With new restrictions on funding for surgery and surgical centres being over-subscribed, Clinical Commissioning Groups are now starting to develop integrated 4 Tier Obesity Management Models. This is to ensure compliance with the new NHS England commissioning policy (April 2013)2, stating that patients only access surgical treatment when they are fully prepared to address change. The new NHS England guidelines state that all patients must now commence specialist treatment in Tier 3 for a minimum period of six months but preferably for 12-24 months, before being offered a surgical intervention. Tier 3 treatment is administered in a community setting by a specialist multi-disciplinary team including bariatric physicians, psychological therapists, dieticians and exercise specialists. Whilst the goal of non-surgical treatment is weight reduction, the underlying psycho-social issues must also be addressed. This includes exploring behavioural change around food, education on healthy lifestyle choices as well as more complex emotional issues which have led to disordered eating patterns.

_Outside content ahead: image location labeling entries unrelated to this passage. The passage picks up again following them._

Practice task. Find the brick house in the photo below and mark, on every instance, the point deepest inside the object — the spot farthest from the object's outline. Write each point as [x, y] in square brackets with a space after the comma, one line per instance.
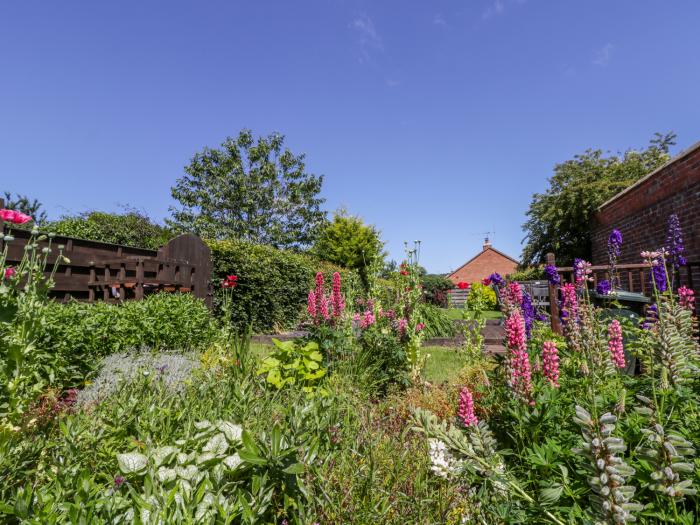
[483, 264]
[641, 213]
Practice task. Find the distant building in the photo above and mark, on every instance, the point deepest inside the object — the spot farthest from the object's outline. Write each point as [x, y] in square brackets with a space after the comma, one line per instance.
[483, 264]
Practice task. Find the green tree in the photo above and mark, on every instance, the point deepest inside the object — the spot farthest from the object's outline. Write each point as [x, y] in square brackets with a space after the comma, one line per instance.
[250, 189]
[131, 228]
[349, 242]
[559, 219]
[25, 205]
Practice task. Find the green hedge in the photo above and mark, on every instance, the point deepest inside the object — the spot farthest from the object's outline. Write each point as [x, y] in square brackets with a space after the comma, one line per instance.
[273, 284]
[79, 334]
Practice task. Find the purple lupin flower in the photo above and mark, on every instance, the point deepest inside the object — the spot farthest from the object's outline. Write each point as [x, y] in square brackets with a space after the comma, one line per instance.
[550, 271]
[614, 245]
[674, 242]
[528, 313]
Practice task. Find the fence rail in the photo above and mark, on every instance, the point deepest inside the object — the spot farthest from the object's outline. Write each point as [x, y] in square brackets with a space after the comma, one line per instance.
[114, 273]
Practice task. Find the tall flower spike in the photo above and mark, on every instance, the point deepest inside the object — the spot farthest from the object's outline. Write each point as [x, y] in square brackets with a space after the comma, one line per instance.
[617, 353]
[465, 412]
[519, 361]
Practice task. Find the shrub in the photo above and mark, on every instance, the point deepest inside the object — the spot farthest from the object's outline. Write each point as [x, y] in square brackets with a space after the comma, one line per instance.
[273, 284]
[530, 273]
[481, 295]
[132, 228]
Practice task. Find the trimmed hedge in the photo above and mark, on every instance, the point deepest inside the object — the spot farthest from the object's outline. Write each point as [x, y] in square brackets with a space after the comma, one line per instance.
[273, 284]
[78, 335]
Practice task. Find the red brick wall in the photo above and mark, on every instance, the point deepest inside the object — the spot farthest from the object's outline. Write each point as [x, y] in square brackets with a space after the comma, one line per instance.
[482, 266]
[641, 214]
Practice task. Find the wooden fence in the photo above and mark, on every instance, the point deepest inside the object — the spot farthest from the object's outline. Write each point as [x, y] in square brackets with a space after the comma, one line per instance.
[114, 273]
[633, 278]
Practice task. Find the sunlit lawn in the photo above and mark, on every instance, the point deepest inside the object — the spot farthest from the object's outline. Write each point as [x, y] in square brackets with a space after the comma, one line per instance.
[456, 313]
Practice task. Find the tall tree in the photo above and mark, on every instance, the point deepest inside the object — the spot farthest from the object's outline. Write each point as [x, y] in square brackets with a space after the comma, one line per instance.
[250, 189]
[131, 228]
[31, 207]
[349, 242]
[559, 219]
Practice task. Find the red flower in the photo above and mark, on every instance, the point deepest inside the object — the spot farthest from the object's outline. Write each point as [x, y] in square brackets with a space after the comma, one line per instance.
[15, 217]
[231, 281]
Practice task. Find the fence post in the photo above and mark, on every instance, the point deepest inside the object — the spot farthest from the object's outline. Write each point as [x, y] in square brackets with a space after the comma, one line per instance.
[553, 300]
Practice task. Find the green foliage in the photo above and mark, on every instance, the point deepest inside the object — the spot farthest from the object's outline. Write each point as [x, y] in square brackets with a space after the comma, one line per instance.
[24, 204]
[480, 298]
[293, 364]
[349, 242]
[250, 189]
[559, 219]
[273, 284]
[131, 228]
[435, 287]
[76, 335]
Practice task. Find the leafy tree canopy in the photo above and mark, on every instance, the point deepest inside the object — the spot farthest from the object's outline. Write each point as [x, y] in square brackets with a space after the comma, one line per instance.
[24, 204]
[349, 242]
[250, 189]
[131, 228]
[559, 220]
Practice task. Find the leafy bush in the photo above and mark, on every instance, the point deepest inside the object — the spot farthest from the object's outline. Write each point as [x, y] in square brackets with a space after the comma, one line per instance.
[481, 297]
[437, 322]
[132, 228]
[79, 334]
[272, 284]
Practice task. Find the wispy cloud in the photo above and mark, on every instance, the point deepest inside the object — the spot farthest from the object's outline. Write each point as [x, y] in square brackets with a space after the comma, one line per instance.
[368, 39]
[439, 20]
[495, 8]
[603, 55]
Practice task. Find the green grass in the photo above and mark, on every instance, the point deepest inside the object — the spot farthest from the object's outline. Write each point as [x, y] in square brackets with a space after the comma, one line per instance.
[456, 313]
[443, 364]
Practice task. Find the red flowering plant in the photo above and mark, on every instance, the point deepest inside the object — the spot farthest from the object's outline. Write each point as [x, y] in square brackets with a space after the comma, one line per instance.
[24, 289]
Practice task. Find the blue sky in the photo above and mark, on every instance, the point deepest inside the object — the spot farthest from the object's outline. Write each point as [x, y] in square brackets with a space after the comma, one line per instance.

1. Obesity guidance on the prevention, identification, assessment and management of overweight and obesity in adults and children, 2006
2. Clinical Commissioning Policy: Complex and Specialised Obesity Surgery, April 2013
Obesity, a Psychological Issue?
There is a growing body of literature demonstrating that morbid obesity is associated with high levels of poor mental health and disturbed eating behaviour. For many reasons adults who have experienced crisis and disorder in childhood often lack the ability to self-regulate their emotions as adults. They will often look to external sources such as food, alcohol and drugs as a means to managing their emotions. The relationship most adults have to food is based on their childhood experiences from their psycho-social situation at the time. From birth, there is a knowledge that sustenance equals some form of soothing. An infant becomes emotionally wired to accept that a mother’s milk makes them feel better. Throughout childhood there is a series of often-unconscious messages that repeated enough, become imprinted in memory, and in adulthood become an automatic response around food. For example: -
• “Clear your plate, think of the starving”
• “Don’t waste food”
This primary conditioning can guide an adult’s relationship to food, often leading to overeating and overriding the body’s natural stimuli around hunger and satiety. There is also a far wider social conditioning around food. In many cultures food equals love and belonging. It can also be a means of brining whole communities together. Food can also be used dysfunctionally. In some households it becomes a method of punishment and control. It can represent rebellion or the road to secondary gains. There can also be issues of deprivation, inconsistent availability and even forced consumption. This type of dysfunction around food often manifests in adulthood as disordered eating. This can present along a continuum from Anorexia Nervosa to Obesity. Whatever the diagnosis, the goal of treatment is to restore healthy lifestyle choices and a consistent relationship to food.